In Germany, police detained two suspected al-Qaeda members. No word on if the German government will pay welfare benefits to the detainees whilst they are in the clink.

And the Mossad says that Iran has just about reached the point where its nuclear program will need no outside help, thereby successfully completing its attempt to play the EU for fools.

Sunday, January 23, 2005

Bush the Worldbeater

Mark Steyn shows how middle Americans have more sense than Washingtonian solipsists and how George Bush is THE realist in government:

The other day David von Drehle of the Washington Post did a monster tour of what he called "The Red Sea" -- Bush country -- and went to almost painful lengths to eschew the condescension the coastal media elite usually apply to their rare anthropological ventures into the hinterland. But in the middle of his dispatch was this quote from Joyce Smith of Coalgate, Okla.: "When Kerry said he was for abortion and one-sex marriages, I just couldn't see our country being led by someone like that."

Von Drehle added: ''Later, I double-checked what Kerry had said on those subjects. During his campaign, he opposed same-sex marriage and said that abortion was a private matter.''

If the point is that Red Staters are ignorant, double- or even triple-checking John Kerry isn't the best way to demonstrate it. Insofar as I understand it, Kerry's view on abortion was that, while he passionately believes life begins at conception, he would never let his deeply held personal beliefs interfere with his legislative program. On gay marriage, likewise. That's why gay groups backed Kerry and why von Drehle's media buddies weren't running editorials warning that a Kerry presidency would end "a woman's right to choose": They understood his deeply passionately personally deep personal passionate beliefs were just an artful but meaningless formulation designed to get him through election season. Message: If Kerry's elected, abortions will continue and gay marriage will happen and he'll be cool with both. Joyce Smith understood that. Von Drehle seems vaguely resentful that she wasn't dumb enough to fall for the spin cooked up by Kerry's hairsplitters and enthusiastically promoted by his media cheerleaders.

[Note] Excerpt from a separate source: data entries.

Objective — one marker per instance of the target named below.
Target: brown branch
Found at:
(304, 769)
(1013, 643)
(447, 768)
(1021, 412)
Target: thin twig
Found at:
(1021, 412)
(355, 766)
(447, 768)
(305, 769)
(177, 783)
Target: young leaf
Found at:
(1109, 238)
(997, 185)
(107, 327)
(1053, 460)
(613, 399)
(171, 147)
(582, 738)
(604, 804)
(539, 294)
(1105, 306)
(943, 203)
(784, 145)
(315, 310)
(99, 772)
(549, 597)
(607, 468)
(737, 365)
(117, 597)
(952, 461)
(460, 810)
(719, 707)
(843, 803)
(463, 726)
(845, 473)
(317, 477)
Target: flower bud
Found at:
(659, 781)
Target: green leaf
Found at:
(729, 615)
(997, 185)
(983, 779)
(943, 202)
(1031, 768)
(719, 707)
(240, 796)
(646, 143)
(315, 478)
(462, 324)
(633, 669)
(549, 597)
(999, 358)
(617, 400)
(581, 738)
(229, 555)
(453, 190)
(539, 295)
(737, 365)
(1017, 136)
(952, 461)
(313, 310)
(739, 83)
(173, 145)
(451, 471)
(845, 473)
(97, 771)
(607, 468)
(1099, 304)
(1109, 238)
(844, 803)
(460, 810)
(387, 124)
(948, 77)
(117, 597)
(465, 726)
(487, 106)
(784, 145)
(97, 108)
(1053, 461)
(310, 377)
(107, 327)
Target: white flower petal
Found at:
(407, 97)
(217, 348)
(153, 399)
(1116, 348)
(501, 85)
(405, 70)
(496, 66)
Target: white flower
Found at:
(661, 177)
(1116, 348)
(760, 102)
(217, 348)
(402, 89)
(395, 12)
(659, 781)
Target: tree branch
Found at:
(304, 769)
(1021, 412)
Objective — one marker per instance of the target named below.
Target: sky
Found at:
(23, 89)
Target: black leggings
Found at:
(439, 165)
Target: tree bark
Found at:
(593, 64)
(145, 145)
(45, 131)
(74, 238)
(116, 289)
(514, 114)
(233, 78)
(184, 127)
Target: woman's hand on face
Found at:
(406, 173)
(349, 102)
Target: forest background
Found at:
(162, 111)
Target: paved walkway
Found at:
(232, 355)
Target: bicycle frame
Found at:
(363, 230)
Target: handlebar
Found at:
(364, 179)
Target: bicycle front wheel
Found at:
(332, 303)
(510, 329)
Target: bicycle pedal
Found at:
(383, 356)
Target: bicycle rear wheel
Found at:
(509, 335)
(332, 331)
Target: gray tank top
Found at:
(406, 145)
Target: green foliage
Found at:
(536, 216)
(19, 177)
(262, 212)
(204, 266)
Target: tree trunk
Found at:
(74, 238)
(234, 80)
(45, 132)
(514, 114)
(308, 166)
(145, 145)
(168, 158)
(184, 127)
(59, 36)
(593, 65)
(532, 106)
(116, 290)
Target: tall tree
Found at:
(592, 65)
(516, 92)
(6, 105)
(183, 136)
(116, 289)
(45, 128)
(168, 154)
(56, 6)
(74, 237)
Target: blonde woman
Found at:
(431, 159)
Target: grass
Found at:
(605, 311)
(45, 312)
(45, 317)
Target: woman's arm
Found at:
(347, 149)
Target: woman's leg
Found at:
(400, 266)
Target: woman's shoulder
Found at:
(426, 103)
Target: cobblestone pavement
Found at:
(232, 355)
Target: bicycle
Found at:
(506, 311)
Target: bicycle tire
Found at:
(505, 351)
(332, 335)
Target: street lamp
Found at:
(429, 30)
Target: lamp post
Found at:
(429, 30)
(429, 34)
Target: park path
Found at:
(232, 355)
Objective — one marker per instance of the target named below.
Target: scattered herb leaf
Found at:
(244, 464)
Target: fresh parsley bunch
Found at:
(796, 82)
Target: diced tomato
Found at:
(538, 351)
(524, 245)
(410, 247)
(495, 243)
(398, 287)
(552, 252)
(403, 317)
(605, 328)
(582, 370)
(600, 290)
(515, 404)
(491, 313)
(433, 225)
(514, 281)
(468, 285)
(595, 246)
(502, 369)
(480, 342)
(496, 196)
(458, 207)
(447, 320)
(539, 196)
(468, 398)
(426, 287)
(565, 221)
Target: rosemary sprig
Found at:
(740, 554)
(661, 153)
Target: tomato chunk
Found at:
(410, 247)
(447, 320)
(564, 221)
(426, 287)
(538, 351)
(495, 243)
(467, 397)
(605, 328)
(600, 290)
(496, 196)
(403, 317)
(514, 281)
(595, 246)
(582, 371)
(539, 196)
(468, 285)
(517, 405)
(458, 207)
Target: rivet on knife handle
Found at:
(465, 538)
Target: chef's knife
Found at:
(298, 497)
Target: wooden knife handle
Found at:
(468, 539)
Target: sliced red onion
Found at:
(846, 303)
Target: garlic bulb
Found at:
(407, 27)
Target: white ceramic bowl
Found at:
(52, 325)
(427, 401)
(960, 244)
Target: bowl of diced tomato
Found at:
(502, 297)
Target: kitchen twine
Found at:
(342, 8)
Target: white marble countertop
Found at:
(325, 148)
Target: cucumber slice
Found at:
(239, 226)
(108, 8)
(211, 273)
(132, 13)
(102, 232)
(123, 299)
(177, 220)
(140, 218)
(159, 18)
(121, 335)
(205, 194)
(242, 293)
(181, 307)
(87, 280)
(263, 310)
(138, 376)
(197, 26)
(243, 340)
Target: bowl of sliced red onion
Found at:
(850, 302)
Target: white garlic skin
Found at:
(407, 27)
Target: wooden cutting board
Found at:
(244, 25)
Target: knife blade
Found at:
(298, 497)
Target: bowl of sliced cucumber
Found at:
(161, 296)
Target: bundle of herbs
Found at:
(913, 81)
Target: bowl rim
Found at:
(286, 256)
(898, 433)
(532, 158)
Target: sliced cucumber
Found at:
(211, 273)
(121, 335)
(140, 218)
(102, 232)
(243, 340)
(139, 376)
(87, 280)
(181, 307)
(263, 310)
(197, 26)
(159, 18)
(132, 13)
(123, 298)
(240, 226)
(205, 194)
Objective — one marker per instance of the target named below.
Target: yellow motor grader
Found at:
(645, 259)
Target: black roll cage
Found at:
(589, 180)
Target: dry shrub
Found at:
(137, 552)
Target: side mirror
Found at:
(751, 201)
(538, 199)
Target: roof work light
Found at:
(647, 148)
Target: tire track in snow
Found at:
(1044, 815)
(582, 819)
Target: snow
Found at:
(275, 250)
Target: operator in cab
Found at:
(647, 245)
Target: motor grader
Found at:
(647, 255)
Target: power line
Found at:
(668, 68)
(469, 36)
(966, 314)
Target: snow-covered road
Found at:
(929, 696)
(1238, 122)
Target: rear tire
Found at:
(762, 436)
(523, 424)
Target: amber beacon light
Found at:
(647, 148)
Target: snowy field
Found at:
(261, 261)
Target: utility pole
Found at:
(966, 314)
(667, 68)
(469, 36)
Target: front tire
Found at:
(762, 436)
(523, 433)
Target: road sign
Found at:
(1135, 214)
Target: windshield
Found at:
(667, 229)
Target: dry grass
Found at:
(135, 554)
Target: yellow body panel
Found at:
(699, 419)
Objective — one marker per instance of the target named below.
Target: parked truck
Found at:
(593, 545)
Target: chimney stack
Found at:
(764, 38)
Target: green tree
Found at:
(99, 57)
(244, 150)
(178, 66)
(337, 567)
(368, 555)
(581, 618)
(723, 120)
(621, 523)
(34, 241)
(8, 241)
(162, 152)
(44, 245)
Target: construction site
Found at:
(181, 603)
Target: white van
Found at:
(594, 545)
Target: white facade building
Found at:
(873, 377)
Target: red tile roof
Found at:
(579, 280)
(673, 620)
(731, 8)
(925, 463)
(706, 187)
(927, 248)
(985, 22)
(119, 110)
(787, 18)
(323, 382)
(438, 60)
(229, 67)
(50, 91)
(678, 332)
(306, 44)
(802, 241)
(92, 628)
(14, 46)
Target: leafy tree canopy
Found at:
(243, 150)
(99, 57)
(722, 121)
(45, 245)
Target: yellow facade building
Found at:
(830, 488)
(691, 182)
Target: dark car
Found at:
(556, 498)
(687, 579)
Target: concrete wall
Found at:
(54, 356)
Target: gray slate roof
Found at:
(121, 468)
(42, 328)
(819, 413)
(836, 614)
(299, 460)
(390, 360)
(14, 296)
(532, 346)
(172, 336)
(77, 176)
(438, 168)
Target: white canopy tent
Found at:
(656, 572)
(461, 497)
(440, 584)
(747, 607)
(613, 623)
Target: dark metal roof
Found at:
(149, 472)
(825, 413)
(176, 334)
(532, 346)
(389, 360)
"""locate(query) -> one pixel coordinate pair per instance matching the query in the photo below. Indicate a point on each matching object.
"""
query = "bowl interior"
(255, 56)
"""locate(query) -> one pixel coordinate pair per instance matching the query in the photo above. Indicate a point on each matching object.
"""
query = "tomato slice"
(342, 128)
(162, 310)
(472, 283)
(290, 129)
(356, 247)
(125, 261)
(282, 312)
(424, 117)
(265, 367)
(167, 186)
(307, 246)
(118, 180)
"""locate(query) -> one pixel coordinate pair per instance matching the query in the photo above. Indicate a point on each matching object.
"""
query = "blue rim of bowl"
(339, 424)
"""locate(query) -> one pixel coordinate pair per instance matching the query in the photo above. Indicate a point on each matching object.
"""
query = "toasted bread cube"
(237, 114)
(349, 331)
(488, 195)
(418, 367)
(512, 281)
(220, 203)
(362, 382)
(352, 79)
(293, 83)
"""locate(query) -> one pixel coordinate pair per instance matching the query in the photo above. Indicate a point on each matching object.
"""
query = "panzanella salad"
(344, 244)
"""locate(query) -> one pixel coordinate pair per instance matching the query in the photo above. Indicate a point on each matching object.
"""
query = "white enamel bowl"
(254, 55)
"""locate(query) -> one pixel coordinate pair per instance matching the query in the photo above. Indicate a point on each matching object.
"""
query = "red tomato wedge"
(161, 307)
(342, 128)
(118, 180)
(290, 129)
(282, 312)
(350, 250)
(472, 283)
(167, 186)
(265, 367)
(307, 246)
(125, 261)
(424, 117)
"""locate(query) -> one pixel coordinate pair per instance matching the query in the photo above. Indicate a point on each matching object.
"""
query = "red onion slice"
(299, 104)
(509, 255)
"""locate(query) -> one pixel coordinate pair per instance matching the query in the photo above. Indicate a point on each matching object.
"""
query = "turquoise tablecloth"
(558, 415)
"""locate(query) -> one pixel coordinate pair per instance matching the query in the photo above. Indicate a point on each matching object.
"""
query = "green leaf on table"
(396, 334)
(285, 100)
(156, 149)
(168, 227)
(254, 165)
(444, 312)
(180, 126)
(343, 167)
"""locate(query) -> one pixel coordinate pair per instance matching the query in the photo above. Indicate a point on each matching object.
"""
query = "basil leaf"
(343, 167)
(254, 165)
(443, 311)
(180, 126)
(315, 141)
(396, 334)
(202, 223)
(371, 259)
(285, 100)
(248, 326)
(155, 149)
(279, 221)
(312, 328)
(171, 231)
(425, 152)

There's a big lesson for the Democrats there that goes way beyond the merits of abortion or gay marriage. On Sept. 11, the world came unspun: There's no shame in acknowledging, as Condi Rice did last week, that previous policy -- Republican and Democrat -- toward the Middle East is wrong. But there's something silly and immature about a party that, from Kerry to Boxer to Byrd, can't get beyond spin, grandstanding and debater's points: Joyce Smith sees through it, even if David von Drehle thinks it's ingenious. If the president's speech yoked idealism and realism, that doesn't leave much for dissenting Dems except their own peculiar combination of cynicism and delusion.